You’ve written more than twenty books in as many years, but they’re all non-fiction. Why have you never written fiction?
There are a few reasons. I lack the skill to hold a story line for the length required for a novel or even a short story. I have never had an idea that could withstand a hundred thousand words, or even ten thousand words of rubber meeting the road. Ideas I would have for literature wouldn’t even get out of the parking lot. I believe that there are some people who can really write. They can take what they know and make a world with words. I have no understanding of that kind of talent beyond the fact that I know I do not have it.
This is just my opinion, but after having read a lot of fiction, literature, whatever you want to call it, from Wolfe to Houellebecq, I think you have to have an understanding and insight of the human condition that is informed and motivated by a desire to immerse yourself in the human world and bring these stories to bear. I simply don’t have it. There is not one human story I want to depict, or remotely have the ability to depict besides my own.

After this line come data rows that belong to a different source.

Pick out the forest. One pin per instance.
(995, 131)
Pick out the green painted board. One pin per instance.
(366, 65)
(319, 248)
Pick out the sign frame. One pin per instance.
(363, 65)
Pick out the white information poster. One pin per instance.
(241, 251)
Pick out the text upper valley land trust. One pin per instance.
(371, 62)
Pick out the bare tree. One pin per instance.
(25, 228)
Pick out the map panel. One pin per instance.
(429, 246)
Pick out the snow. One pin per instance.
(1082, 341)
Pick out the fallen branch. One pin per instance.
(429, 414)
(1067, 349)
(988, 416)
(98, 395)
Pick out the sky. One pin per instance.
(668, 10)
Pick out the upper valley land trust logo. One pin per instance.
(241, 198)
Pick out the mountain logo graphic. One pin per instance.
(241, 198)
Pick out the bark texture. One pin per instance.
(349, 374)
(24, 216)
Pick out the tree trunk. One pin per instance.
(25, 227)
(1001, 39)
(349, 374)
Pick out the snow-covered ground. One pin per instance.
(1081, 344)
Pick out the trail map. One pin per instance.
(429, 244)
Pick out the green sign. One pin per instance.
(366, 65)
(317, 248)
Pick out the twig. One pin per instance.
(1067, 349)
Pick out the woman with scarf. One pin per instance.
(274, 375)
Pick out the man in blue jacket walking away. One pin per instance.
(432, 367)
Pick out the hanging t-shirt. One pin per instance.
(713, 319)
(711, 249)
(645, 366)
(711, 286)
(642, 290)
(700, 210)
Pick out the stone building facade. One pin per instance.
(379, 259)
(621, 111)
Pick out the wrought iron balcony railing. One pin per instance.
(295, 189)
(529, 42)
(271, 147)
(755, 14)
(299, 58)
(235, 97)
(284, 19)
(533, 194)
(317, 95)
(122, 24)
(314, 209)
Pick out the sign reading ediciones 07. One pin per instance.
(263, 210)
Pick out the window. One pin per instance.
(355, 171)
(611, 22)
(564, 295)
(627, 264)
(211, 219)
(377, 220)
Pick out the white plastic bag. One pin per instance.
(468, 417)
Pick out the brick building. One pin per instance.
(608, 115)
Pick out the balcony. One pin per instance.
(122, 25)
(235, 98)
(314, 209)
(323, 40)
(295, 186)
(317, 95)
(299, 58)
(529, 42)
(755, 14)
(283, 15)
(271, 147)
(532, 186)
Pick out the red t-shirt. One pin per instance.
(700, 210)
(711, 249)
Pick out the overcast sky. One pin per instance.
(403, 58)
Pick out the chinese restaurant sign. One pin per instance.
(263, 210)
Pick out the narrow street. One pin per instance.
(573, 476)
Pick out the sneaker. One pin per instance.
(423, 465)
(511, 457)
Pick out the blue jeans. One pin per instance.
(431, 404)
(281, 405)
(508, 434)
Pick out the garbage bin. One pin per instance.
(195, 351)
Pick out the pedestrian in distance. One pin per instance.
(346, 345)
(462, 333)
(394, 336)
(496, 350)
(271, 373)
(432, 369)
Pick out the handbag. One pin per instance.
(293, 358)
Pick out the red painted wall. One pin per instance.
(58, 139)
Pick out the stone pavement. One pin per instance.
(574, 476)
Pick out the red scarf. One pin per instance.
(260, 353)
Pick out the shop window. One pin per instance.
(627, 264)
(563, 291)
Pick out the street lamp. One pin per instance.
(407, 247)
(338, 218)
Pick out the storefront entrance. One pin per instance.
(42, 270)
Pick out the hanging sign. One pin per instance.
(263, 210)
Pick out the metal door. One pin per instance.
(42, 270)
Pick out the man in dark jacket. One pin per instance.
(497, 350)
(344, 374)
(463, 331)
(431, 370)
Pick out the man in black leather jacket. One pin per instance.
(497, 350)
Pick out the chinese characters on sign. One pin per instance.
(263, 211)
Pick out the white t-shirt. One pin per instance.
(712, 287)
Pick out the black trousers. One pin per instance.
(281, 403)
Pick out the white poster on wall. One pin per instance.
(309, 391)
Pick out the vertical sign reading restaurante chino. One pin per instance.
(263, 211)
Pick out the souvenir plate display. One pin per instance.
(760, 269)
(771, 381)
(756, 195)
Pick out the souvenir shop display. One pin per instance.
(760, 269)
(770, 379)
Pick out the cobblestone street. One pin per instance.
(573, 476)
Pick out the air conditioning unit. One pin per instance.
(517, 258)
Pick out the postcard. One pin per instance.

When you read Fitzgerald’s Tender Is The Night — which to me, is a staggering work — I cannot understand how he could hang in there with that story and those people for almost a decade to write it. It’s difficult for me to be around anyone for longer than an hour. Love, death, elation, sorrow, I just don’t care all that much about any of it. I am at this point, more of an observer/journalist. I cannot explain how disconnected I feel from much of the human experience. I think the most “passionate” I get about actual humans are the ones I want to kill. I enjoy helping. I like doing benefits and things like that, but don’t feel the need to be thanked or even meet the people I am doing the benefit for. I feel close to people like Jimi Hendrix because I connect with his music. Not the man but what he did.
I get asked the question of what writer would you like to have dinner with or whatever. I don’t have an answer. I don’t want to meet Damon Runyon nearly as much as I just want to read what he wrote. I think to write fiction, again, this is just how I see it, you have to have a powerful need/desire to connect. I can’t. Wanting to and not being able to has lead to a lot of misery in my life. I have written about that. So, I write what I can. I think being able to write like Michael Connelly and have a character that goes from novel to novel, or to dramatize history like Vidal or Ellroy, or have an explosively inventive mind like Bulgakov, would be an incredible thing. I don’t have that. I only have what I have.
So what’s next for you, book-wise?
Editing a journal/travel book of 2011-2012 writing, next photo book is almost done, Fanatic! Vol. 4 is well underway. Just Henry stuff, basically.
Finally, if someone enjoys Before The Chop II and they’ve already read Before The Chop, what book — not yours, but someone else’s, something similar — would you recommend they read and why that?
I have no idea how to answer that besides recommending reading who actually accomplishes what I unskillfully attempt to do: Matt Taibbi, Ryszard Kapuscinski, Robert Fisk, Greil Marcus.